How do you determine the state of charge?
Good question, simple answer: Tap the icon that shows how many miles you got; it changes to a percent symbol with a number.
The closer one is to full charge, the slower the battery will charge.
So, for a random example:
- One is at 90% of full charge
- It's 0F out there. Brr!
- The battery heater is out to lunch or the car's been Just Sitting There, freezing
Let all those things be true and you'll be lucky to get 20 kW.
Interestingly, if one is using a Wall Connector (i.e., L2, 240 VAC charging) and one is prepping for a trip, then charging to 100% is an OK thing to do. But the charge rate at 98% or thereabouts gets really, really small, like 1 kW or something. Note that on a M3 (yes, I know, you got a Model S) that normally can chug along at 11 kW up to 90% charge falls off at 98% or some such. And... So does a Supercharger. A Supercharger trying to charge a battery to 100% falls to the same 1 kW numbers that a L2 charger does.
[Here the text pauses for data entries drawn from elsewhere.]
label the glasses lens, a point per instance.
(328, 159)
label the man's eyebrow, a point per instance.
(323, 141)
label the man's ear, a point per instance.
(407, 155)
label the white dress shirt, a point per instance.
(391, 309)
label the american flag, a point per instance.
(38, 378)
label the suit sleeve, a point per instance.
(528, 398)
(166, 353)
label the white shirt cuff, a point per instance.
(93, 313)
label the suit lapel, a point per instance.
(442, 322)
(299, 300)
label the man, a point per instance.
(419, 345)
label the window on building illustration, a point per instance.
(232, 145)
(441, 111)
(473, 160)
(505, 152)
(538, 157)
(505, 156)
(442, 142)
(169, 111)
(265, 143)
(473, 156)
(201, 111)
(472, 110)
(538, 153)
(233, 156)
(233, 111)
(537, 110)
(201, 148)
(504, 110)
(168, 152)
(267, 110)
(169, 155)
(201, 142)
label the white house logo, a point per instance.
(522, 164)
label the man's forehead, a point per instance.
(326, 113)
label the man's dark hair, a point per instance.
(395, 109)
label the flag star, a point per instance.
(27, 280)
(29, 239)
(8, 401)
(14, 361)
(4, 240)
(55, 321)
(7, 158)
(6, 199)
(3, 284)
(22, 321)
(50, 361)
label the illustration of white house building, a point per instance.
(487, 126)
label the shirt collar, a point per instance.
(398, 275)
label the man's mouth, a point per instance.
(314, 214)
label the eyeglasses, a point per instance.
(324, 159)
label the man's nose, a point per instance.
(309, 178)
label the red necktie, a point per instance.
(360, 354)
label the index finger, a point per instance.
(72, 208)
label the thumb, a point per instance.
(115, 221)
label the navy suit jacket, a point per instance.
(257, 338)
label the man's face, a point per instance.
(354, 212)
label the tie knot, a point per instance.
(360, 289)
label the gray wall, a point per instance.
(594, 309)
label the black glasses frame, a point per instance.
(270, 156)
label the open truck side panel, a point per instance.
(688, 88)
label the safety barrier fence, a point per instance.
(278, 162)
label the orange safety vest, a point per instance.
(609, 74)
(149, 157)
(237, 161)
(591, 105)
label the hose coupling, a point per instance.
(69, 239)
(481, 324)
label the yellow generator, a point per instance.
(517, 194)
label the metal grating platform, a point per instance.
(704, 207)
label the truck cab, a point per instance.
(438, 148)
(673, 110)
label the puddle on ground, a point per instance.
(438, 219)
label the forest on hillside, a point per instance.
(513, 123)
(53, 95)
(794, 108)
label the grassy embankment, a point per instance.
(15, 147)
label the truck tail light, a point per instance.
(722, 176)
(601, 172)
Now, show up at a Supercharger with 3% State of Charge on a warm day: That's when one discovers (at least, on a M3, anyway) that said Supercharger can whoompf 250 kW into the battery. That keeps on until one gets to 30% state of charge, at which point the rate starts falling off; at around 90%, it's 30 kW or something and keeps on going down.
The charging system, as others have noted repetitively, restricts the charging rate when the battery is cold. This is why Tesla likes people to
navigate to an SC; when the car sees that one is doing that, it dissipates a ton of heat into the battery, warming it up so it'll charge faster when it Gets There. On the older Teslas, this was done by purposely dumping excessive current into the motor so the cooling fluid would get warm and heat the battery; the newer ones use the heat pump (and maybe the motor) for the same purpose.
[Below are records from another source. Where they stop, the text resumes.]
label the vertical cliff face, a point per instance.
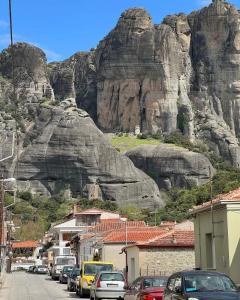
(215, 92)
(138, 65)
(76, 78)
(180, 75)
(30, 72)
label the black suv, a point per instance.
(200, 285)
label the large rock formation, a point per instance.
(138, 65)
(65, 150)
(180, 75)
(29, 70)
(171, 166)
(76, 78)
(183, 75)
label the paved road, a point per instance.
(24, 286)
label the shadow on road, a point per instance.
(49, 279)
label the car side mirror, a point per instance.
(178, 289)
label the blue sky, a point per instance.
(63, 27)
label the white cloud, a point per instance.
(4, 40)
(3, 24)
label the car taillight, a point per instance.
(147, 297)
(98, 283)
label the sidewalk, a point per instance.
(4, 288)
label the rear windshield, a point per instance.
(67, 269)
(209, 282)
(65, 261)
(112, 277)
(93, 269)
(154, 282)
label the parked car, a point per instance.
(41, 269)
(88, 271)
(31, 269)
(71, 280)
(146, 288)
(200, 285)
(109, 285)
(64, 274)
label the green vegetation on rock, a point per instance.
(126, 142)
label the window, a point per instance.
(210, 251)
(154, 282)
(178, 282)
(66, 251)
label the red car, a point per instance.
(147, 288)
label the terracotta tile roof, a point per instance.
(174, 238)
(109, 226)
(231, 196)
(109, 220)
(95, 211)
(86, 236)
(25, 244)
(133, 236)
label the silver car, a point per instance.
(108, 285)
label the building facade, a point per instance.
(217, 234)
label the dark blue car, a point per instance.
(200, 285)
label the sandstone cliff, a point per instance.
(180, 75)
(171, 166)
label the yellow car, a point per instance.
(88, 271)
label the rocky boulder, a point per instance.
(76, 77)
(65, 150)
(138, 65)
(171, 166)
(29, 72)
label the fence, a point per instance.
(153, 272)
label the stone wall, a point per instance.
(165, 261)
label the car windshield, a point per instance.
(154, 282)
(65, 261)
(75, 272)
(67, 269)
(111, 277)
(93, 269)
(203, 283)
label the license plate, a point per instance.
(112, 284)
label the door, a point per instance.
(177, 289)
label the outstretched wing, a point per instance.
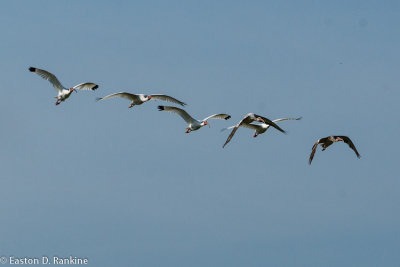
(167, 98)
(271, 123)
(86, 86)
(129, 96)
(218, 116)
(178, 111)
(49, 77)
(231, 135)
(348, 141)
(313, 151)
(287, 119)
(246, 120)
(249, 126)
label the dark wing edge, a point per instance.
(313, 152)
(273, 124)
(231, 135)
(348, 141)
Thing is: Even with all that, 24 kW with 120 miles on the gauge (maybe 50% SOC?) is a bit on the low side. Even if it
is cold out there. In my experience, anything warmer than 45F or so isn't all
that cold. And, yeah, I live in NJ and make trips to Boston, both places known for being much colder than 45F in the winter.
My suggestion: Run an experiment. Get the car down to 120 miles or so, then drive to an SC, or maybe two. If your charge rate is still 24 kW, it's probably a car issue. If, after running the car around the landscape a bit, the charge rate is more like 100 kW, then it might have been the SC. It's not clear, so a little troubleshooting like this might be in order.